Бой на Калиновом мосту
Шрифт:
А там солдат лежал на бахчах:
— Вот кабы государь-батюшка меня послал, я бы караулил.
Тогда батальонный сразу его к государю представил:
— Ваше императорское величество, он берется караулить!
— Ну, солдатик, вы говорите, что беретесь?
— Виноват, — говорит, — берусь!
Дал ему государь трех богатырей и трех двусилков, чтобы вора, значит, держали. (А двусилки — это уже под богатырями младшие, силы меньше.) Богатыри в латах (я в Гатчине видал. В Ново-Егорьевской крепости меч видал — не поднять, милый…
Этот солдат сказал богатырям:
— Вы стойте тут в воротах, а я пойду в сад.
И двусилкам сказал. И он пошел в сад, солдат. А богатыри остались тут с канатом. Солдат лег под яблоню и заснул.
Ночью — глядь — на яблоне богатырь! Огромный! Солдат цап его за ноги. Закричал:
— Богатыри, сюда! Двусилки!
Покудова вор в сучьях ломался, богатыри поймали его. Связали и представили к государю.
Государь этого солдата наградил и домой отпустил. А богатыря посадили в темницу. Темница была около сада. А этот богатырь был чародей. Государю он сказал:
— Я Сам-как-сам — голова велика.
И видит, что сын государя интересуется этим — лук натягивает да пускает стрелы. Этот государь прочим державам пишет: «У меня пойман такой-то богатырь. Я такого не видал. Сам-как-сам, а голова горазд велика. Приезжайте посмотреть. У меня он посажен в темницу…»
А Иван-царевич гулял, лук натягивал. И лук воздухом подало чародею Чуду Поганому. Иван-царевич видит, кто держит лук.
— Дай, — говорит, — мне этот лук.

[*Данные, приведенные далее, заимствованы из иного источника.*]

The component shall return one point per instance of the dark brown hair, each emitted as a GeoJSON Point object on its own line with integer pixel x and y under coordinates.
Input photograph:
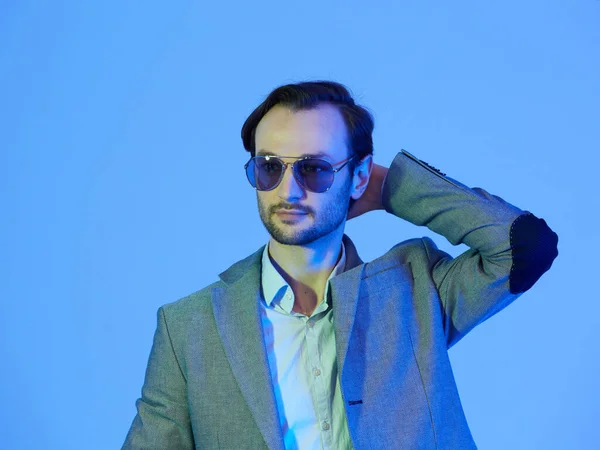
{"type": "Point", "coordinates": [308, 95]}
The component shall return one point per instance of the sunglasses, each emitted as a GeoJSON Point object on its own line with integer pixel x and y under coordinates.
{"type": "Point", "coordinates": [316, 175]}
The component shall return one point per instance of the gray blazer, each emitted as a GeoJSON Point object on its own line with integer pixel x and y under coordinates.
{"type": "Point", "coordinates": [208, 385]}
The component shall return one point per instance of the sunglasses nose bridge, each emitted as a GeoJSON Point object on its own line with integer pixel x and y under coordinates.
{"type": "Point", "coordinates": [293, 167]}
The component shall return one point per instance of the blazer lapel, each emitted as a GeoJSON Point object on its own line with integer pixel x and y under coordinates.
{"type": "Point", "coordinates": [236, 309]}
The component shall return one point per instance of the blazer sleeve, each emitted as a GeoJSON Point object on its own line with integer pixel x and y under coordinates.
{"type": "Point", "coordinates": [509, 250]}
{"type": "Point", "coordinates": [162, 420]}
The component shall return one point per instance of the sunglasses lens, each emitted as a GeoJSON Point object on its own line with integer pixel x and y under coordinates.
{"type": "Point", "coordinates": [266, 172]}
{"type": "Point", "coordinates": [316, 174]}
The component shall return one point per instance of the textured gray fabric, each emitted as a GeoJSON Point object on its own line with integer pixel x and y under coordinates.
{"type": "Point", "coordinates": [207, 383]}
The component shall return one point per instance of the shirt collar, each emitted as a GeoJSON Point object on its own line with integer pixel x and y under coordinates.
{"type": "Point", "coordinates": [273, 283]}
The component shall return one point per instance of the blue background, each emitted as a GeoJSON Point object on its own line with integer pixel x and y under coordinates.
{"type": "Point", "coordinates": [122, 185]}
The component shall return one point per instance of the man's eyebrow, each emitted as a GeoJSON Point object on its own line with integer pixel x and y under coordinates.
{"type": "Point", "coordinates": [263, 152]}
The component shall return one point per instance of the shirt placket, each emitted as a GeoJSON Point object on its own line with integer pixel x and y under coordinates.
{"type": "Point", "coordinates": [319, 385]}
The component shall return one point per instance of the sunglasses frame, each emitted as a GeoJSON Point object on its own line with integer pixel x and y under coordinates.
{"type": "Point", "coordinates": [294, 170]}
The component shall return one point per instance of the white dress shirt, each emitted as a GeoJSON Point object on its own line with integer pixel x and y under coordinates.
{"type": "Point", "coordinates": [303, 364]}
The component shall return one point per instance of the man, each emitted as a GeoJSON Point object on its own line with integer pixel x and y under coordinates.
{"type": "Point", "coordinates": [302, 344]}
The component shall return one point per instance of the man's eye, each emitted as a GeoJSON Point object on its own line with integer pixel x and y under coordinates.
{"type": "Point", "coordinates": [311, 168]}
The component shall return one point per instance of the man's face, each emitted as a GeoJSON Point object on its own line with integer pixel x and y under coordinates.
{"type": "Point", "coordinates": [284, 133]}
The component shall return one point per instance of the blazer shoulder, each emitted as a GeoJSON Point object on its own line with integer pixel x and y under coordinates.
{"type": "Point", "coordinates": [408, 251]}
{"type": "Point", "coordinates": [195, 302]}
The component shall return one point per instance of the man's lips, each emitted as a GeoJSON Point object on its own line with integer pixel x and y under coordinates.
{"type": "Point", "coordinates": [296, 212]}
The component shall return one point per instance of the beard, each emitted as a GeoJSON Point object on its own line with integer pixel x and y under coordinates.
{"type": "Point", "coordinates": [329, 218]}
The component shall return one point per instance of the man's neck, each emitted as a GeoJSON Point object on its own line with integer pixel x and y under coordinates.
{"type": "Point", "coordinates": [307, 268]}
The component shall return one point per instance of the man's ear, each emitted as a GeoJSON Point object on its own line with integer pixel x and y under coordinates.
{"type": "Point", "coordinates": [362, 174]}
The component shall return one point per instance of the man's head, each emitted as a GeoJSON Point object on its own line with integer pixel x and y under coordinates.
{"type": "Point", "coordinates": [320, 119]}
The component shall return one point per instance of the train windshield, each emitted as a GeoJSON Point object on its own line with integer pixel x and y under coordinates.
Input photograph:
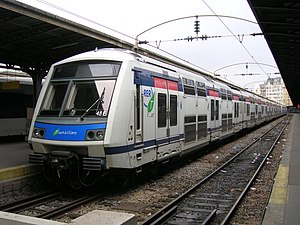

На стада воробьев я стрелы пускаю.
А Ивану-царевичу было двенадцать лет.
— Я тогда, — говорит Сам-как-сам, Чудо Поганое, — отдам тебе этот лук, когда ты меня из темницы выпустишь.
— А мне, — говорит, — не открыть.
— У твоей мамаши в комнате ключ от темницы этой. Я тебя научу. А у меня, Чуда Поганого, — дворец, царство тоже красивое… В чем ты понуждаешься — я во всем помогу! Только вспомни меня.
Тогда Иван-царевич пожалел его, пошел, взял ключ и открыл. Ему чародей помогал. Выходит Сам-как-сам из темницы.
— Выручил меня! Где бы ни был, я тебе помогу. Отец твой послал гонцов всем державам, а ты меня выпустил. И тебя выгонят, а ты пойдешь в другое царство-государство. Вспомяни меня, я тебя возьму. Потом, значит, живи-поживай…
Вот собираются государи разные. Так и говорят вечером:
— Завтра посмотрим, какой там богатырь Сам-как-сам — голова велика.
А Иван-царевич стоит тут.
— Папа, — говорит, — его нету. Вот так и так, его нет. Он лук вырвал из рук у меня. За лук я его выпустил…
— Как же ты мне сделал бесчестье?!
— Я виноват, папенька.
— Завтра убирайся из государства. Чтоб тебя не было! Обесчестил ты меня! Со всех держав приехали…
Выслал его вон из города. Пошел Иван-царевич дорогой. (Раньше ведь железных дорог не было.)
А в том государстве жил Ванюшка, Пономарев сынишка. Память у него была плохая, и он балованный был. Папироски покуривал.
Экзамены не сдал. И тогда отец выгнал. Вот Иван-царевич пошел, а тот догнал его.— Иван-царевич, пойдем вместе!
Идут они степями. Захотел пить Иван-царевич. Смотрит — родничок, а вода далеко — туловищем напиться, а рукой не хватить.
Иван-царевич и говорит:
— Ванюшка, Пономарев сынишка! Как бы напиться?
— А нагнись. Я за ноги подержу тебя — и напьешься.
Так Иван-царевич напился в роднике и голову смочил.
— Тащи меня вон!
— Не потащу! Если одежду свою отдашь — вытащу.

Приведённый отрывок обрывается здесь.